The wide intertidal area and very low wave energy at the location investigated do not favor the construction of a beach gallery at this site. At low tide, the beach area would be located up to 500 m away from the gallery site, which would cause a short duration of the water covering the filter layer. This would give the facility a short daily duration of useful operation, would necessitate a greater gallery footprint to meet the required capacity, and may require onsite raw water storage. The absence of continuous flooding to promote continuous recharge of the gallery could promote preferential passage of hypersaline groundwater in the form of horizontal flow from the landward direction.
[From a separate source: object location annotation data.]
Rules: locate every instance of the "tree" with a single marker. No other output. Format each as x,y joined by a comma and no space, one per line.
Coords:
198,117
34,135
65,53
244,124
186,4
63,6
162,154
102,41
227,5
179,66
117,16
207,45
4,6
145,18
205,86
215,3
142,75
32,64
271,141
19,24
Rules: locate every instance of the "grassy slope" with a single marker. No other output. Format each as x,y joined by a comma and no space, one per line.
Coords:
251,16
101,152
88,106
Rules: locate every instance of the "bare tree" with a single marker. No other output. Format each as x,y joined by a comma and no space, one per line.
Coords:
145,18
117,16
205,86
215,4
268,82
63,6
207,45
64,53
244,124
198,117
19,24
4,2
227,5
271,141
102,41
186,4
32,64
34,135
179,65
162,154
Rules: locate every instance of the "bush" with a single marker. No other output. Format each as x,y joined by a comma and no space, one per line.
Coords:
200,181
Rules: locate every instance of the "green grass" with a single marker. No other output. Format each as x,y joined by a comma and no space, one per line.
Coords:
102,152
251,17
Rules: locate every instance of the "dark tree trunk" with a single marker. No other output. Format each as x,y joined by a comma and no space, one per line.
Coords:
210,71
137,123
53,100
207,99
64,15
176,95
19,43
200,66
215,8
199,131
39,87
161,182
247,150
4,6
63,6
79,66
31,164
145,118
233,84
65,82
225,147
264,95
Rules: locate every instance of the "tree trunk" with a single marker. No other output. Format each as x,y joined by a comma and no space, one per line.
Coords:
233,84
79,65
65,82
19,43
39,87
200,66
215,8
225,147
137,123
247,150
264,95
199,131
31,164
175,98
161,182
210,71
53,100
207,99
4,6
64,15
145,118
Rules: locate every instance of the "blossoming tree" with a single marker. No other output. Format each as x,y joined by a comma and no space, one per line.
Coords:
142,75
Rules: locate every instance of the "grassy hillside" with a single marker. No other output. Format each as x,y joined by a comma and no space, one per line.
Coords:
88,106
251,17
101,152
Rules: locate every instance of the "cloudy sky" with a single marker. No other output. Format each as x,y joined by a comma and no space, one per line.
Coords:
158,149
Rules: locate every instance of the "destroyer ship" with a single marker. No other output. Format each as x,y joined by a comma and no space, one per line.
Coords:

Thus, the gallery option that is most suitable with the conditions in the study area is a seabed gallery intake type that maintains continuous flooding.

Despite the low slope of the nearshore, a seabed gallery system could be successfully constructed and operated at a location seaward of the low tide elevation. An essential factor for gallery operation is that the filter must be submerged in water at all times with a desired depth of at least 1 m to provide continuous recharge and to maintain an acceptable salinity. Based on the low offshore slope and the position of the normal low tide line, the seabed gallery would have to be located >500 m from the shoreline to provide adequate water depth under all conditions. Since the sediment studies conducted in the field at this site did not survey the area seaward of 500 m, the natural bottom sediment characteristics seaward area must be extrapolated. Therefore, it is assumed that similar sediment characteristics favorable for the development of a seabed gallery system occur in the area of deeper water. Past geological investigations in this region support this assumption (Emery 1956; Wagner and van der Togt 1973).

Location of the seabed gallery system at a considerable distance from the shoreline does complicate the construction and can increase capital cost. However, the very shallow water depth may allow a temporary artificial fill area to be constructed from the beach to the seaward site of construction, thereby lessening construction cost compared to using barges, driving sheet piling and dredging in deeper water.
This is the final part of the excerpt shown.